② SIMロック・eSIMロックがかかっていないか
キャリアで購入した端末にSIMロックやeSIMの利用制限が残っていると、海外eSIMを追加できない場合があります。渡航前に設定画面や購入元キャリアでロック状態を確認しておくと安心です。
③ アクティベートのタイミングと設定
プランによっては、eSIMの有効化やデータ利用の開始と同時に利用期間のカウントが始まるものがあります。インストールは日本で、有効化は現地到着後、という切り分けを意識してください。また、現地では「海外eSIM側をデータ通信に指定し、日本のSIMのデータローミングをオフにする」設定を忘れると、意図せず日本側の回線で高額なローミング通信をしてしまう恐れがあります。
電話番号は日本のSIMのまま生きている
海外eSIMは基本的にデータ通信専用です。日本の電話番号あてのSMS(認証コードなど)は日本のSIM側に届くため、主回線を消したり抜いたりせず、デュアルSIMの状態で「音声・SMS=日本のSIM/データ=海外eSIM」と役割分担させるのが定石です。
KEN編集長のまとめ
海外データ通信の最適解は「契約中のキャリア」でほぼ決まります。ahamoユーザーは追加料金なしの30GB枠(ただし15日制限)、楽天モバイルユーザーは毎月2GBの無料枠+500円チャージをまず使い切る。この2社のユーザーなら、短期旅行で追加出費ゼロも現実的です。

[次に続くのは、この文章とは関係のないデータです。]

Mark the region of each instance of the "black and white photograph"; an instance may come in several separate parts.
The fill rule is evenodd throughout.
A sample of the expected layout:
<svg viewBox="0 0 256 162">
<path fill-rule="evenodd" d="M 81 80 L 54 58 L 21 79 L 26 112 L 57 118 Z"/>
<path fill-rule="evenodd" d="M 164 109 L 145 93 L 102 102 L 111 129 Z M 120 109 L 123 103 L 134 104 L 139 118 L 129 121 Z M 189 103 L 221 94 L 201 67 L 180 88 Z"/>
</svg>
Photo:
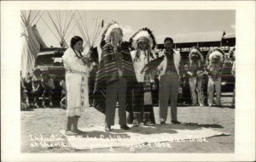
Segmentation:
<svg viewBox="0 0 256 162">
<path fill-rule="evenodd" d="M 42 3 L 3 3 L 3 160 L 255 159 L 255 2 Z"/>
</svg>

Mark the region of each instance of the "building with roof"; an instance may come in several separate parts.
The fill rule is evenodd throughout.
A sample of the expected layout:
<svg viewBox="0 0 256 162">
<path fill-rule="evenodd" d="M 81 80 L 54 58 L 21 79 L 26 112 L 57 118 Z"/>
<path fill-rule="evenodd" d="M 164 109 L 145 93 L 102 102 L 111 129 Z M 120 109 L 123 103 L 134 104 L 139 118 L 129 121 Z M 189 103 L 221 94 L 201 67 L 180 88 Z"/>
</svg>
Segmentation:
<svg viewBox="0 0 256 162">
<path fill-rule="evenodd" d="M 157 50 L 164 48 L 166 37 L 172 37 L 174 42 L 174 48 L 179 50 L 183 57 L 187 57 L 188 53 L 194 46 L 200 47 L 205 56 L 213 47 L 221 47 L 225 53 L 228 53 L 230 47 L 236 46 L 236 34 L 226 34 L 224 31 L 159 35 L 155 36 L 155 37 L 158 43 Z"/>
</svg>

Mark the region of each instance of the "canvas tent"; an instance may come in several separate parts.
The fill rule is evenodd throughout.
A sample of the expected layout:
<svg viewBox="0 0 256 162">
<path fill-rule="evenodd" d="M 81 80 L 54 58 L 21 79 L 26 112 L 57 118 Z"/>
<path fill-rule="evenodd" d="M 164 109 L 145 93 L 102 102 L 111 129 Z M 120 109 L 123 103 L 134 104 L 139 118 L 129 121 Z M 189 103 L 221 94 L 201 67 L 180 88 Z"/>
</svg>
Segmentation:
<svg viewBox="0 0 256 162">
<path fill-rule="evenodd" d="M 78 30 L 84 42 L 84 53 L 87 54 L 90 50 L 92 51 L 92 59 L 98 61 L 98 38 L 101 37 L 104 21 L 97 16 L 96 19 L 88 19 L 89 14 L 83 11 L 76 12 L 76 21 Z"/>
<path fill-rule="evenodd" d="M 21 17 L 21 75 L 32 70 L 35 59 L 40 48 L 46 47 L 36 25 L 44 13 L 40 11 L 20 11 Z"/>
<path fill-rule="evenodd" d="M 67 48 L 67 38 L 76 26 L 74 11 L 47 11 L 46 17 L 42 20 L 49 29 L 53 36 L 60 42 L 61 47 Z M 45 20 L 48 20 L 48 21 Z"/>
</svg>

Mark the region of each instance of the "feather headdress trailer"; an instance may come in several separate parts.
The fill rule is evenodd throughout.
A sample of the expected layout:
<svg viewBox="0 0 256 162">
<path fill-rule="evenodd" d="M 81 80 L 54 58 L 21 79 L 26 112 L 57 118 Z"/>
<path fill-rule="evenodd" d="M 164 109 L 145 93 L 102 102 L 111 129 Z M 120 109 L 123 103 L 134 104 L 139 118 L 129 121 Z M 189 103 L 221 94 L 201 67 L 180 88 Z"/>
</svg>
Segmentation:
<svg viewBox="0 0 256 162">
<path fill-rule="evenodd" d="M 134 49 L 137 49 L 137 45 L 140 41 L 147 42 L 150 47 L 150 49 L 153 49 L 156 46 L 154 36 L 148 28 L 142 28 L 139 29 L 131 38 L 130 42 L 131 44 L 131 47 Z"/>
</svg>

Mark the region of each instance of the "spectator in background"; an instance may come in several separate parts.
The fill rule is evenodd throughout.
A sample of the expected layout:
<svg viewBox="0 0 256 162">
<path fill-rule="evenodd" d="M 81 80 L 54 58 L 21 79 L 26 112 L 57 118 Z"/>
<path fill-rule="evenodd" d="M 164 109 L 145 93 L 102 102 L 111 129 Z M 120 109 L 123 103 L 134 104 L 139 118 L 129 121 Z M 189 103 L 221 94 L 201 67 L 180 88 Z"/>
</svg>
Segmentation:
<svg viewBox="0 0 256 162">
<path fill-rule="evenodd" d="M 21 103 L 21 109 L 26 109 L 27 104 L 26 104 L 26 99 L 27 98 L 26 93 L 26 87 L 24 86 L 24 79 L 21 76 L 21 71 L 20 71 L 20 103 Z"/>
<path fill-rule="evenodd" d="M 42 94 L 42 85 L 41 85 L 41 81 L 42 81 L 42 72 L 40 69 L 36 68 L 33 71 L 33 76 L 32 78 L 32 93 L 34 99 L 34 106 L 35 108 L 38 108 L 38 98 Z"/>
<path fill-rule="evenodd" d="M 213 48 L 207 54 L 207 73 L 208 75 L 208 106 L 213 104 L 214 90 L 216 91 L 216 106 L 220 107 L 221 75 L 224 53 L 218 47 Z"/>
<path fill-rule="evenodd" d="M 230 51 L 230 57 L 233 58 L 233 66 L 231 70 L 231 74 L 236 79 L 236 47 L 234 47 Z M 232 108 L 235 108 L 235 101 L 236 101 L 236 84 L 234 85 L 234 92 L 233 92 L 232 104 L 231 104 Z"/>
<path fill-rule="evenodd" d="M 67 88 L 65 80 L 60 81 L 60 86 L 61 87 L 61 100 L 60 105 L 61 109 L 67 109 Z"/>
<path fill-rule="evenodd" d="M 195 47 L 193 47 L 189 57 L 189 64 L 187 74 L 189 76 L 192 106 L 197 105 L 197 102 L 200 106 L 203 106 L 201 83 L 204 70 L 204 58 L 201 50 Z"/>
<path fill-rule="evenodd" d="M 32 73 L 32 72 L 31 72 Z M 33 97 L 32 97 L 32 75 L 31 75 L 30 72 L 27 72 L 26 76 L 24 78 L 24 86 L 26 90 L 26 95 L 27 95 L 27 106 L 32 108 L 33 105 Z"/>
<path fill-rule="evenodd" d="M 55 88 L 55 83 L 52 78 L 50 78 L 49 74 L 44 74 L 42 75 L 42 88 L 43 88 L 43 102 L 42 106 L 45 108 L 45 97 L 49 97 L 49 105 L 52 104 L 52 96 L 54 95 L 53 90 Z"/>
</svg>

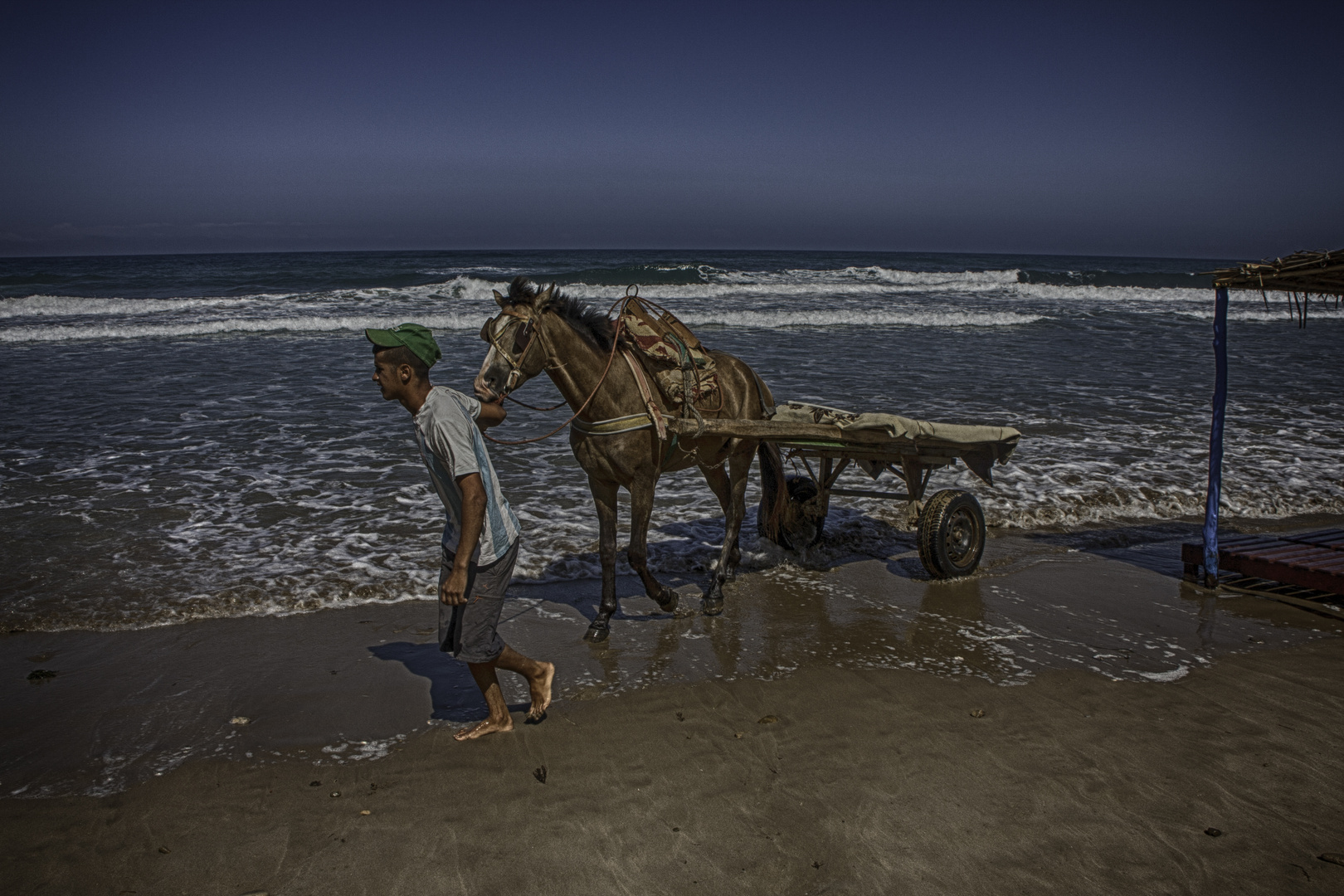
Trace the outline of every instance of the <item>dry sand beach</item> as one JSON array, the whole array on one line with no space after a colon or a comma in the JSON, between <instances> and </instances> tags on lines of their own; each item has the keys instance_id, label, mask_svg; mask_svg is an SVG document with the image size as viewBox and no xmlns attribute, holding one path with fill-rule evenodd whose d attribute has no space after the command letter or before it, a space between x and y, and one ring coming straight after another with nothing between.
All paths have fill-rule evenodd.
<instances>
[{"instance_id":1,"label":"dry sand beach","mask_svg":"<svg viewBox=\"0 0 1344 896\"><path fill-rule=\"evenodd\" d=\"M11 634L5 793L108 795L5 799L5 889L1344 892L1341 627L1181 583L1171 532L999 535L961 583L632 596L601 647L573 586L516 587L560 700L469 744L430 603Z\"/></svg>"}]
</instances>

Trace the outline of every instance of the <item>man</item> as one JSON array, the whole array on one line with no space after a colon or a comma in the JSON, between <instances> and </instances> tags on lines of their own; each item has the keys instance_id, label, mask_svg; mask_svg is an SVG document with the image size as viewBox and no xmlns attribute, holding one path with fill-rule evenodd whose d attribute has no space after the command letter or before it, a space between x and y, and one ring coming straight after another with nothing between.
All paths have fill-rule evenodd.
<instances>
[{"instance_id":1,"label":"man","mask_svg":"<svg viewBox=\"0 0 1344 896\"><path fill-rule=\"evenodd\" d=\"M415 422L415 442L444 501L444 564L438 599L452 607L446 631L439 610L439 649L466 662L489 707L484 721L453 736L472 740L512 731L495 669L527 678L532 692L530 721L540 721L551 705L555 666L520 654L500 639L504 590L513 575L520 528L500 492L499 477L485 453L481 430L504 419L503 403L481 404L444 386L431 386L429 368L442 353L433 333L419 324L364 330L374 344L374 382L383 398L402 403Z\"/></svg>"}]
</instances>

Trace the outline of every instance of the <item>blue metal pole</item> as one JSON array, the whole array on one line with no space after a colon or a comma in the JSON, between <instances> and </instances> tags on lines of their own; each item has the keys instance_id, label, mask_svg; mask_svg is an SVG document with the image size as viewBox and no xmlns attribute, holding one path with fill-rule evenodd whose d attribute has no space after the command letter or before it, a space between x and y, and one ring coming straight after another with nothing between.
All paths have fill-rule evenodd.
<instances>
[{"instance_id":1,"label":"blue metal pole","mask_svg":"<svg viewBox=\"0 0 1344 896\"><path fill-rule=\"evenodd\" d=\"M1227 287L1214 300L1214 423L1208 433L1208 497L1204 498L1204 584L1218 584L1218 502L1223 493L1223 411L1227 410Z\"/></svg>"}]
</instances>

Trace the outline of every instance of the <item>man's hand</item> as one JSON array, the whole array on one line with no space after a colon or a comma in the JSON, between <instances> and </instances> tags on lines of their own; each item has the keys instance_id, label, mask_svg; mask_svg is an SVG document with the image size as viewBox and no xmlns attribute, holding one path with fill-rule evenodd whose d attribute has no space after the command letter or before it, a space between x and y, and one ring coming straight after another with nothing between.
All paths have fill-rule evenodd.
<instances>
[{"instance_id":1,"label":"man's hand","mask_svg":"<svg viewBox=\"0 0 1344 896\"><path fill-rule=\"evenodd\" d=\"M444 579L444 584L438 586L438 599L441 603L446 603L450 607L466 603L466 570L453 567L453 571L448 574Z\"/></svg>"},{"instance_id":2,"label":"man's hand","mask_svg":"<svg viewBox=\"0 0 1344 896\"><path fill-rule=\"evenodd\" d=\"M476 415L476 426L484 433L489 427L503 423L505 416L508 416L508 411L504 410L504 396L500 395L493 402L481 402L481 410Z\"/></svg>"}]
</instances>

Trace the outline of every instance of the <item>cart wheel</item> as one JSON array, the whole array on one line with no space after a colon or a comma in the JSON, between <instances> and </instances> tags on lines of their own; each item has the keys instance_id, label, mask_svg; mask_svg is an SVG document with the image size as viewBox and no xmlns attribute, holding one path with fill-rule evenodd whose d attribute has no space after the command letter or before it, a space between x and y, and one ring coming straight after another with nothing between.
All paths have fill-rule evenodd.
<instances>
[{"instance_id":1,"label":"cart wheel","mask_svg":"<svg viewBox=\"0 0 1344 896\"><path fill-rule=\"evenodd\" d=\"M789 506L785 508L780 531L774 536L766 532L765 521L771 508L769 498L773 496L762 494L761 504L757 506L757 532L785 551L810 548L821 540L821 532L827 524L825 516L813 520L804 512L804 505L817 497L817 484L805 476L786 476L784 481L789 489Z\"/></svg>"},{"instance_id":2,"label":"cart wheel","mask_svg":"<svg viewBox=\"0 0 1344 896\"><path fill-rule=\"evenodd\" d=\"M985 552L985 514L969 492L943 489L919 514L919 560L934 579L970 575Z\"/></svg>"}]
</instances>

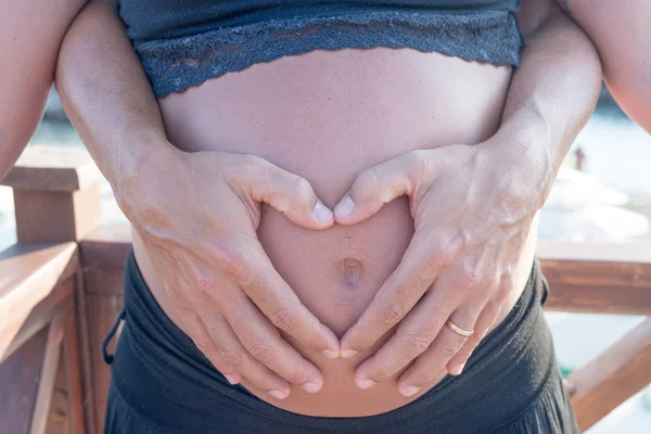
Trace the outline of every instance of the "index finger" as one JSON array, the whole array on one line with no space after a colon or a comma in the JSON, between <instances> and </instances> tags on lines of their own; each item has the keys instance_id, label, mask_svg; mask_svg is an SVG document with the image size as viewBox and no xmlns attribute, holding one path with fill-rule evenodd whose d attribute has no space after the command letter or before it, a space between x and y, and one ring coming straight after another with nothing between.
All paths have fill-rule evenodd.
<instances>
[{"instance_id":1,"label":"index finger","mask_svg":"<svg viewBox=\"0 0 651 434\"><path fill-rule=\"evenodd\" d=\"M343 358L370 348L413 308L447 264L447 248L433 235L416 233L400 264L388 277L357 322L344 334Z\"/></svg>"},{"instance_id":2,"label":"index finger","mask_svg":"<svg viewBox=\"0 0 651 434\"><path fill-rule=\"evenodd\" d=\"M340 355L335 334L301 303L280 277L259 242L248 243L244 268L235 275L242 291L278 329L326 357Z\"/></svg>"}]
</instances>

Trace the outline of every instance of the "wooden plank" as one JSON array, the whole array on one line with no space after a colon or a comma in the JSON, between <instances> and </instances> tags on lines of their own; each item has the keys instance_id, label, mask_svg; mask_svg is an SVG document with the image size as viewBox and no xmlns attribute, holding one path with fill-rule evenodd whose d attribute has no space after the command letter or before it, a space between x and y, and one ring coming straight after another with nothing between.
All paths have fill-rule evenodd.
<instances>
[{"instance_id":1,"label":"wooden plank","mask_svg":"<svg viewBox=\"0 0 651 434\"><path fill-rule=\"evenodd\" d=\"M72 431L71 421L67 417L68 397L66 390L65 362L63 358L60 358L44 434L77 434Z\"/></svg>"},{"instance_id":2,"label":"wooden plank","mask_svg":"<svg viewBox=\"0 0 651 434\"><path fill-rule=\"evenodd\" d=\"M47 341L48 329L43 329L0 365L2 432L11 434L29 432Z\"/></svg>"},{"instance_id":3,"label":"wooden plank","mask_svg":"<svg viewBox=\"0 0 651 434\"><path fill-rule=\"evenodd\" d=\"M541 241L548 310L651 315L651 244Z\"/></svg>"},{"instance_id":4,"label":"wooden plank","mask_svg":"<svg viewBox=\"0 0 651 434\"><path fill-rule=\"evenodd\" d=\"M567 378L579 429L592 426L651 383L651 318Z\"/></svg>"},{"instance_id":5,"label":"wooden plank","mask_svg":"<svg viewBox=\"0 0 651 434\"><path fill-rule=\"evenodd\" d=\"M79 241L101 225L100 184L73 192L14 190L20 242Z\"/></svg>"},{"instance_id":6,"label":"wooden plank","mask_svg":"<svg viewBox=\"0 0 651 434\"><path fill-rule=\"evenodd\" d=\"M131 248L131 225L103 225L80 243L86 267L97 265L124 268Z\"/></svg>"},{"instance_id":7,"label":"wooden plank","mask_svg":"<svg viewBox=\"0 0 651 434\"><path fill-rule=\"evenodd\" d=\"M75 191L102 179L86 149L34 145L25 149L2 184L14 190Z\"/></svg>"},{"instance_id":8,"label":"wooden plank","mask_svg":"<svg viewBox=\"0 0 651 434\"><path fill-rule=\"evenodd\" d=\"M123 307L124 267L131 248L130 226L103 226L85 239L79 248L84 268L84 320L87 322L85 346L92 348L86 361L88 369L85 371L86 375L90 375L87 376L88 383L92 384L90 391L87 387L87 401L92 401L93 409L87 409L87 414L92 414L94 419L94 424L89 422L89 432L94 430L95 433L101 433L111 369L104 363L99 348ZM110 352L115 349L115 342L114 339L110 344Z\"/></svg>"},{"instance_id":9,"label":"wooden plank","mask_svg":"<svg viewBox=\"0 0 651 434\"><path fill-rule=\"evenodd\" d=\"M67 418L69 424L67 433L85 434L85 407L84 407L84 375L81 371L80 341L77 324L77 311L68 311L63 341L63 361L65 363L65 391L67 394Z\"/></svg>"},{"instance_id":10,"label":"wooden plank","mask_svg":"<svg viewBox=\"0 0 651 434\"><path fill-rule=\"evenodd\" d=\"M651 243L642 241L577 243L538 240L536 254L541 259L649 264L651 263Z\"/></svg>"},{"instance_id":11,"label":"wooden plank","mask_svg":"<svg viewBox=\"0 0 651 434\"><path fill-rule=\"evenodd\" d=\"M548 310L651 315L651 264L542 260Z\"/></svg>"},{"instance_id":12,"label":"wooden plank","mask_svg":"<svg viewBox=\"0 0 651 434\"><path fill-rule=\"evenodd\" d=\"M52 292L31 310L4 354L0 356L0 363L43 327L48 326L59 312L71 308L74 301L74 276L56 284Z\"/></svg>"},{"instance_id":13,"label":"wooden plank","mask_svg":"<svg viewBox=\"0 0 651 434\"><path fill-rule=\"evenodd\" d=\"M36 306L77 268L77 245L72 242L18 243L0 253L0 359Z\"/></svg>"},{"instance_id":14,"label":"wooden plank","mask_svg":"<svg viewBox=\"0 0 651 434\"><path fill-rule=\"evenodd\" d=\"M122 295L87 294L88 318L90 320L90 347L97 348L91 352L92 387L94 398L95 430L102 432L106 403L108 397L108 383L111 381L111 367L104 362L102 353L99 350L102 340L115 322L117 314L123 307ZM118 334L108 345L108 352L115 350Z\"/></svg>"},{"instance_id":15,"label":"wooden plank","mask_svg":"<svg viewBox=\"0 0 651 434\"><path fill-rule=\"evenodd\" d=\"M97 414L94 407L94 388L92 378L92 353L99 348L90 344L90 330L88 328L88 302L86 297L86 279L84 272L76 276L76 305L77 305L77 331L79 339L79 356L81 361L82 404L86 432L88 434L100 433L97 431Z\"/></svg>"},{"instance_id":16,"label":"wooden plank","mask_svg":"<svg viewBox=\"0 0 651 434\"><path fill-rule=\"evenodd\" d=\"M48 425L50 403L54 392L59 357L61 355L61 344L65 334L65 322L66 312L60 314L54 318L48 330L46 355L38 382L38 393L36 396L34 413L31 414L29 434L43 434L46 432L46 426Z\"/></svg>"}]
</instances>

それ以外のキャリアの人や、15日超の長期滞在・大容量が必要な人は、Airalo・Ubigi・trifaといった海外eSIMを行き先・日数・容量で比較して選びましょう。価格は変動するので購入前の公式アプリ確認が鉄則。旅行を機に「そもそも普段のプランはこのままでいいのか」を見直すのもおすすめです。